AG Lockyer joins California french-fry suit

Bill Lockyer has thrown the power of the state of California and its taxpayers behind the litigation lobby’s attempt to extract money from just about every food manufacturer over the alleged dangers of acrylamide. We’ve been covering these suits for years: see Apr. 6, 2004 and links therein. Of course, if every single food product and commercial building structure contains a Proposition 65 warning, the net effect is to make the real important warnings, like those on cigarette packages, less meaningful, rather than to warn people of the uncertain link between french fries and minimally elevated risks of cancer, a risk dwarfed in health effects by the difference between french fries with and without trans-fats. The press coverage universally makes no attempt to parse the studies on the subject. The fact that the press-hungry and politically ambitious Lockyer filed his suit relatively quietly on a Friday—and sued only national fast-food chains, without including two popular local chains that also serve french fries—for Saturday news coverage suggests that he’s doing this as a favor for some trial-lawyer buddies and is hoping to avoid public embarrassment. This is a good opportunity for the blogosphere to prove its stuff. And will all the Democrats who claim to be part of the “reality-based community” and correctly speak out against Republican junk science like “intelligent design” raise their voices when it’s a Democrat using junk science for corporation-bashing, or is science only to be used when it can embarrass Bush? We shall see. (Tim Reiterman, “Carcinogen Warning Sought for Fries, Chips”, LA Times, Aug. 27). Other Lockyer coverage.

Crowe phone throw dough, cont’d

Actor Russell Crowe “has officially reached a settlement with the Manhattan hotel clerk he hit with a phone, a spokeswoman for the star confirmed…” According to sources who talked to the New York Daily News, “the offer was in the low six figures — a far cry from the $11 million a British tabloid claimed the ‘Cinderella Man’ star was ready to pay.” (Barbara Ross and Bill Hutchinson, “Crowe & clerk call it a deal”, New York Daily News, Aug. 26). My offer still stands, though.
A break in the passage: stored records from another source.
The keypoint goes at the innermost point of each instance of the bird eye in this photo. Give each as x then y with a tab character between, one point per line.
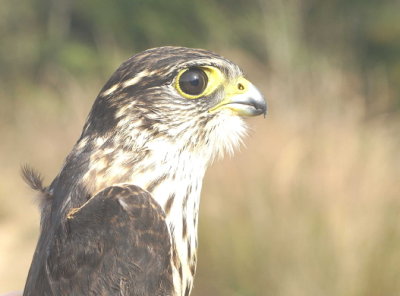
193	81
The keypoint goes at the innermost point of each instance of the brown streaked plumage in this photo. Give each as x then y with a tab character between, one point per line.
121	216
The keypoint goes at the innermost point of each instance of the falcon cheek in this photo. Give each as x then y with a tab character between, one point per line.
242	98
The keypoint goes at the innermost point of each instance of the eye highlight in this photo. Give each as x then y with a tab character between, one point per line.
199	81
193	81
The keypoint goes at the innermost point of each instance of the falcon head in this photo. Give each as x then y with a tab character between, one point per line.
155	126
190	98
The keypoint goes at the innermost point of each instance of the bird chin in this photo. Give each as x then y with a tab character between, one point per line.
228	134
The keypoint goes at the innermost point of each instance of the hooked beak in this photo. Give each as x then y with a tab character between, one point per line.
243	99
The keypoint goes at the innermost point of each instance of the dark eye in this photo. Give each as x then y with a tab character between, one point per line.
193	81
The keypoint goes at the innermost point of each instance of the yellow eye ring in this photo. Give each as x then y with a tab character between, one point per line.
193	81
196	82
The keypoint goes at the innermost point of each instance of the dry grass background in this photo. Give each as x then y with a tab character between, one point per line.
309	207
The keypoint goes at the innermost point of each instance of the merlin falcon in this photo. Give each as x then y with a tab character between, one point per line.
121	216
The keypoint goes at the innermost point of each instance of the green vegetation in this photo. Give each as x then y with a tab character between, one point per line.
310	207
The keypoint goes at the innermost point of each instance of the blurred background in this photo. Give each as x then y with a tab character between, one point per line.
311	204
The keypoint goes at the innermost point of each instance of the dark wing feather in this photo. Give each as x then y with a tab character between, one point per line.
115	244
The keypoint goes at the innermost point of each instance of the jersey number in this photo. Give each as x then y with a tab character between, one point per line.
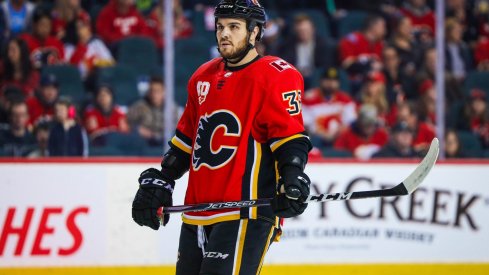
293	98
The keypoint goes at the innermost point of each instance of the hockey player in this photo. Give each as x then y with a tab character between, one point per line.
241	137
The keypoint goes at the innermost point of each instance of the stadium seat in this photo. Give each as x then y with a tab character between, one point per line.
140	53
353	21
192	52
123	80
318	18
104	151
478	80
189	55
471	145
118	144
335	153
153	151
70	82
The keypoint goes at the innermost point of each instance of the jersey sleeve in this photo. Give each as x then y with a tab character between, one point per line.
186	125
279	118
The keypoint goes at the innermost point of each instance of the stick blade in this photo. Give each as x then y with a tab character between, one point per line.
417	176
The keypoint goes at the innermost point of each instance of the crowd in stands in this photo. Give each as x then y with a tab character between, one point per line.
84	77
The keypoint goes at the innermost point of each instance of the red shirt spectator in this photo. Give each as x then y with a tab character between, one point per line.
182	27
423	132
327	110
41	106
356	46
16	69
364	137
104	117
421	15
120	19
481	54
90	52
44	49
423	136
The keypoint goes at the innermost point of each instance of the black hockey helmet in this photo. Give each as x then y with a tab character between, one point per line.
250	10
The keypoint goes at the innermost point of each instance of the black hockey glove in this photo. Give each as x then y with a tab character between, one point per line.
296	185
155	190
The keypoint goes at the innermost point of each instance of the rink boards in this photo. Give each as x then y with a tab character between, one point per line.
75	217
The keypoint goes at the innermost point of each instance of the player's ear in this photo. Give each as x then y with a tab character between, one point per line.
254	34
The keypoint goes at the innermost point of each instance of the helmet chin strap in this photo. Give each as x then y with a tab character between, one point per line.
242	54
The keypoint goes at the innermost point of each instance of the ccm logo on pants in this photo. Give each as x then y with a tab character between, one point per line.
215	255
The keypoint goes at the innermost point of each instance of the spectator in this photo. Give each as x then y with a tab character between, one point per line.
146	116
476	117
16	140
41	106
481	14
304	49
65	14
41	135
272	37
104	116
400	143
9	95
481	54
361	52
327	110
120	19
427	102
423	132
426	77
17	70
90	52
421	15
453	147
44	49
428	68
365	136
398	82
403	41
18	15
457	54
182	27
67	137
373	93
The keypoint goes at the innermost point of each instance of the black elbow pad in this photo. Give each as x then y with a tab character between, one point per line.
175	163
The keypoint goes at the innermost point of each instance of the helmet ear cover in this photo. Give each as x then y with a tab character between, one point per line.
253	14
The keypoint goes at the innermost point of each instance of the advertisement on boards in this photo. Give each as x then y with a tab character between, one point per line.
54	214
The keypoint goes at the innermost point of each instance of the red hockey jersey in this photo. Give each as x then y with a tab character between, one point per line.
233	122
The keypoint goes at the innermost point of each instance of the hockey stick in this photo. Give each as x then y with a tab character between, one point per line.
406	187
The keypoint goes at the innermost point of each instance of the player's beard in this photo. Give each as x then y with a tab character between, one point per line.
237	52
Doc probed for rude advice to obese woman, cont’d

“Doctors must be able to speak freely to their patients, even if it means hurting their feelings,” opines the Manchester Union-Leader. KevinMD has a link to that editorial, plus a roundup of blog reactions to the news item Ted covered in this space Aug. 25. More: Workers’ Comp Insider (Aug. 31) says the affair is more complicated, and the doctor’s conduct less sympathetic, than portrayed in early press reports. Even should that prove to be the case, the referral to the state AG’s office is at a minimum puzzling.
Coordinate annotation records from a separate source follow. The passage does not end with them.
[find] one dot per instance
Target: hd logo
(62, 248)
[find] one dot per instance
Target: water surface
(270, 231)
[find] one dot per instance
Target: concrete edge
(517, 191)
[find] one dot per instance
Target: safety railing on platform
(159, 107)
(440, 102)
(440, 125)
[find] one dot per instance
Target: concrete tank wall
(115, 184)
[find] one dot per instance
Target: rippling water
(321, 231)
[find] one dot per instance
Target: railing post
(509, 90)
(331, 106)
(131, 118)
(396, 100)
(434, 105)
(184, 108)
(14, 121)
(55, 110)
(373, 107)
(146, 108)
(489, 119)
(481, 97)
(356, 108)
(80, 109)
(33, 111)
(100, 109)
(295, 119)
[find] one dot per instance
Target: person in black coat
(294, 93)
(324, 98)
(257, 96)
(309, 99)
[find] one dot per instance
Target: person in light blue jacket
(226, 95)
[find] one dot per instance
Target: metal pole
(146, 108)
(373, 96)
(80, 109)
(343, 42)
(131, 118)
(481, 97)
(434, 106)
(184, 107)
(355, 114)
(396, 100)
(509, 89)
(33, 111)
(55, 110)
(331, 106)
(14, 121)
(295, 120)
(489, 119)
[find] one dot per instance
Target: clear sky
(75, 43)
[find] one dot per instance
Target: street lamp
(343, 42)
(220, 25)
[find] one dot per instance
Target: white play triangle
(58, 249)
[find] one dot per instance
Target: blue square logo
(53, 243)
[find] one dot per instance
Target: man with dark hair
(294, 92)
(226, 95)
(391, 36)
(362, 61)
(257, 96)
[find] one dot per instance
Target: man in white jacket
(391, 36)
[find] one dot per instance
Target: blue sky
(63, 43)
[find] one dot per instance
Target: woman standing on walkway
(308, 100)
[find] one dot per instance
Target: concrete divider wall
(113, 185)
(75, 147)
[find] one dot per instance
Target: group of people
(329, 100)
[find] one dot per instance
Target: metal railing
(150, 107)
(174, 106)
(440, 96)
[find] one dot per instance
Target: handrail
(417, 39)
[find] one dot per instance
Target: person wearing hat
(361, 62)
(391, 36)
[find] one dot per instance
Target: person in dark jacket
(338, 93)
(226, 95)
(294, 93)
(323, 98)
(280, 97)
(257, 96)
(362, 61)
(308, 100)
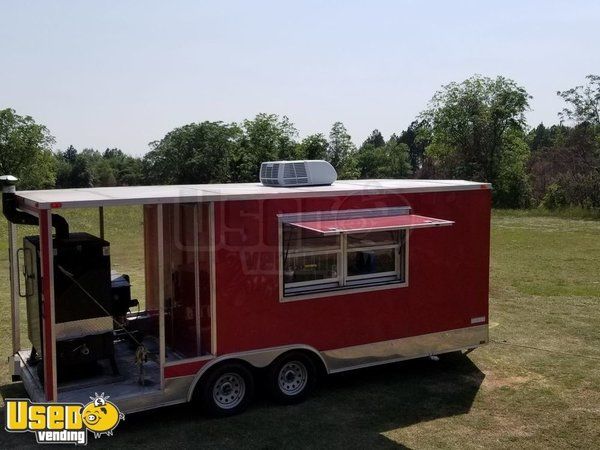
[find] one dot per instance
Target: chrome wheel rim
(229, 390)
(292, 378)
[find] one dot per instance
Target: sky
(124, 73)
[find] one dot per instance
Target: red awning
(357, 224)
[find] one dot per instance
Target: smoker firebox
(82, 295)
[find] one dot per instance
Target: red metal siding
(448, 276)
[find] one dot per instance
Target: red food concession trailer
(279, 281)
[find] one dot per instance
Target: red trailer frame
(431, 298)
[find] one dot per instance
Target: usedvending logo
(63, 423)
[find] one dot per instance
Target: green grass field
(537, 385)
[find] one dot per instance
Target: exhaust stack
(16, 216)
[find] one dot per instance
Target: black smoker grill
(83, 303)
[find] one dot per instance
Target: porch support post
(14, 290)
(48, 316)
(161, 292)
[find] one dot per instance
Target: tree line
(474, 130)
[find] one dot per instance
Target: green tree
(391, 160)
(25, 151)
(341, 152)
(267, 137)
(473, 125)
(417, 137)
(312, 147)
(583, 102)
(126, 169)
(375, 139)
(194, 153)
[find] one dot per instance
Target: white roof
(139, 195)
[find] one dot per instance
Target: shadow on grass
(352, 409)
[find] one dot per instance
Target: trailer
(277, 282)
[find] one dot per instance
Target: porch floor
(125, 384)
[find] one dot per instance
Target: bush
(581, 190)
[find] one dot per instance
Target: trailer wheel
(227, 390)
(292, 377)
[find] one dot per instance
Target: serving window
(314, 262)
(334, 251)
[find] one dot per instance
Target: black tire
(291, 378)
(226, 390)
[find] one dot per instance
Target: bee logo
(101, 416)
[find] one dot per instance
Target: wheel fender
(256, 358)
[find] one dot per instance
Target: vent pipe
(16, 216)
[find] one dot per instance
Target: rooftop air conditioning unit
(297, 173)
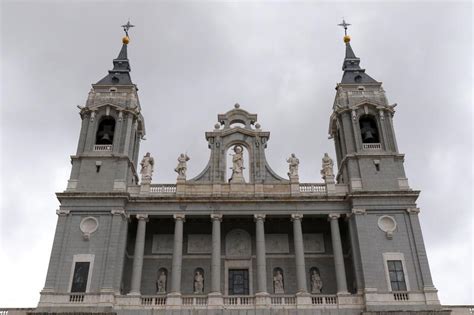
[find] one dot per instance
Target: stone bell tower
(112, 127)
(362, 127)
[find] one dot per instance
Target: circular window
(387, 223)
(88, 226)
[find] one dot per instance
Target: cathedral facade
(248, 242)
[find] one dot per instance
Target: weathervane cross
(344, 25)
(126, 27)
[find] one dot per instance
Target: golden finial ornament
(344, 24)
(126, 27)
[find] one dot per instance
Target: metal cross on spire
(344, 25)
(126, 27)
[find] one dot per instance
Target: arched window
(278, 281)
(105, 132)
(161, 281)
(368, 129)
(198, 281)
(315, 280)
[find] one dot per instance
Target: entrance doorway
(238, 282)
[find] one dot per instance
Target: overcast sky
(193, 60)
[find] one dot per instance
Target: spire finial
(126, 27)
(344, 24)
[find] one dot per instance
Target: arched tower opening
(105, 131)
(368, 129)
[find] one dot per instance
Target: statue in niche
(293, 163)
(278, 287)
(316, 282)
(161, 282)
(198, 282)
(182, 167)
(328, 165)
(237, 165)
(147, 164)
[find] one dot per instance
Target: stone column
(177, 260)
(216, 253)
(338, 255)
(299, 253)
(261, 259)
(138, 255)
(215, 296)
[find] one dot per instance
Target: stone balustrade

“Lawyer sanctioned in Holocaust suit”

Yes, it’s Ed Fagan again. This time the much-publicized reparations impresario “has been hit with sanctions that will run into the hundreds of thousands of dollars for his handling of a lawsuit seeking recovery from an Austrian bank of the value of artwork looted by the Nazis. Employing unusually harsh language, Southern District of New York Judge Shirley Wohl Kram assessed attorney fees against [Fagan], and also fined him $5,000, finding he had committed champerty and misled her.” (Daniel Wise, New York Law Journal, Aug. 23). For Fagan’s earlier misadventures, see Jun. 4 and many links from there.